Angiogenesis, sprouting of new blood vessels, is a crucial step in bone formation and regeneration. Among the factors involved in the new vessel formation, VEGF-A and FGF-2 are two of the factors necessary to initiate angiogenesis and recruit endothelial cells [73]. VEGF-A and FGF-2 are present in and regulate the formation of enamel and dentin [74, 75]. However, the effects of amelogenin on angiogenesis or in the regulation of these growth factors are unclear. Our results showed an increase in VEGF-A and FGF-2 levels in the conditioned media of MG63 cells after 24-hour treatment with rhAmelogenin or Fraction C. However, in normal human osteoblasts only the lowest dose of Fraction C increased VEGF-A. The differences in the secretion of angiogenic factors may be attributed to the maturation state of the MG63 cells.

Osteoblasts undergo apoptosis as a normal process in terminal differentiation.
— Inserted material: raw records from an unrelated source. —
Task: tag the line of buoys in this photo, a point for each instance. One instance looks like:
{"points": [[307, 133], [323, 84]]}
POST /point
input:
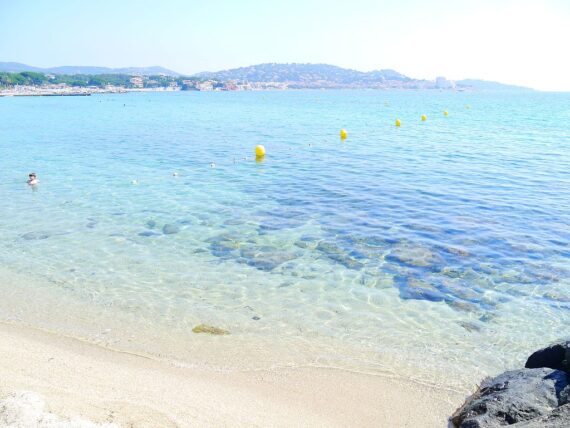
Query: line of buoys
{"points": [[259, 151]]}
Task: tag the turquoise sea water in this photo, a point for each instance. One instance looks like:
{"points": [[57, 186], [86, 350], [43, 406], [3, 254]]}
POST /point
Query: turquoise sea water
{"points": [[443, 245]]}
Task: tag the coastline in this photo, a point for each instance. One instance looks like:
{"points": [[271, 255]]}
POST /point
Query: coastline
{"points": [[83, 380]]}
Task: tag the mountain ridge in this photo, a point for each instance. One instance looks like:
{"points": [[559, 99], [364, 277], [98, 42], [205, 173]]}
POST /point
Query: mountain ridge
{"points": [[288, 75]]}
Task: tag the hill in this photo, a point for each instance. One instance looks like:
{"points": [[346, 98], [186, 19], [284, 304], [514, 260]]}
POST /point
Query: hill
{"points": [[16, 67], [308, 75]]}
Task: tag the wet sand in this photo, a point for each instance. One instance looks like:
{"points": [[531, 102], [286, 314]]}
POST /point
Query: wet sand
{"points": [[77, 379]]}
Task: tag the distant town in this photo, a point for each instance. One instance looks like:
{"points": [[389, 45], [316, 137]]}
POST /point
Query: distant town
{"points": [[21, 80]]}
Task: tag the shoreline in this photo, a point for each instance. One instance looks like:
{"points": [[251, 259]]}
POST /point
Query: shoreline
{"points": [[78, 379]]}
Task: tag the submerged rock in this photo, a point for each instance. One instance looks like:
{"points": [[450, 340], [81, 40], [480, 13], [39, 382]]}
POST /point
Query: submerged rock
{"points": [[31, 236], [208, 329], [414, 256], [148, 233], [413, 288], [556, 356], [170, 229]]}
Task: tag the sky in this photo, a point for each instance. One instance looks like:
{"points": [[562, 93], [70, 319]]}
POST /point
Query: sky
{"points": [[519, 42]]}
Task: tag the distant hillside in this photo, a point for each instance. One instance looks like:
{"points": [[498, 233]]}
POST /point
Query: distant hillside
{"points": [[305, 73], [486, 85], [16, 67]]}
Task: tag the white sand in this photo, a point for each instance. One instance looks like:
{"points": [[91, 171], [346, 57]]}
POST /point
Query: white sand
{"points": [[82, 382]]}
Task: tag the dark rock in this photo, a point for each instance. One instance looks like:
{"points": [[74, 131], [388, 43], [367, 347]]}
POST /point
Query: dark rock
{"points": [[556, 357], [515, 397], [558, 418], [170, 229]]}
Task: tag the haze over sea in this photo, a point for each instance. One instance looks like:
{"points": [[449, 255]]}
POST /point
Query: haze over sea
{"points": [[438, 251]]}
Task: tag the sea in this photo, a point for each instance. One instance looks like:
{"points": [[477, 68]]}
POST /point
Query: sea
{"points": [[436, 251]]}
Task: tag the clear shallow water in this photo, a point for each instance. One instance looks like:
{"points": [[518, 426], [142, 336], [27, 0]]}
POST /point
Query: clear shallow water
{"points": [[443, 244]]}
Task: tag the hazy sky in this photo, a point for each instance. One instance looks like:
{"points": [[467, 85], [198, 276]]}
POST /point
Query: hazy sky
{"points": [[512, 41]]}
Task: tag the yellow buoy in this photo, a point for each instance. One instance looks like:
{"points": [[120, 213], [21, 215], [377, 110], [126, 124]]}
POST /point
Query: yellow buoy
{"points": [[259, 151]]}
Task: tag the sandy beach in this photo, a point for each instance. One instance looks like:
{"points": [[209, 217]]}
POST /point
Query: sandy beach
{"points": [[82, 381]]}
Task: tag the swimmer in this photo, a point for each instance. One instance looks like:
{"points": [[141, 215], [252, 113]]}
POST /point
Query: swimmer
{"points": [[32, 179]]}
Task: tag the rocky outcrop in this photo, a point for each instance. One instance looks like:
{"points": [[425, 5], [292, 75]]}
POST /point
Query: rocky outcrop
{"points": [[533, 397]]}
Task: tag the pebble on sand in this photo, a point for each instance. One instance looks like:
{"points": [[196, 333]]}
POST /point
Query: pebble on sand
{"points": [[205, 328]]}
Carinci et al. showed that EMD regulates expression of genes involved in cell cycle regulation, proliferation, and apoptosis using DNA microarray technology [38]. Interestingly, the authors found an upregulation in genes that induce apoptosis such as MADD and TNF-α but also genes that inhibit apoptosis and increase cell survival as MCL1. Here we found that both rhAmelogenin and Fraction C were able to inhibit chelerythrine-induced apoptosis. It is possible that the net bone formation seen because of clinical EMD application is due to a delay in osteoblast apoptosis, allowing continued matrix mineralization by osteoblasts.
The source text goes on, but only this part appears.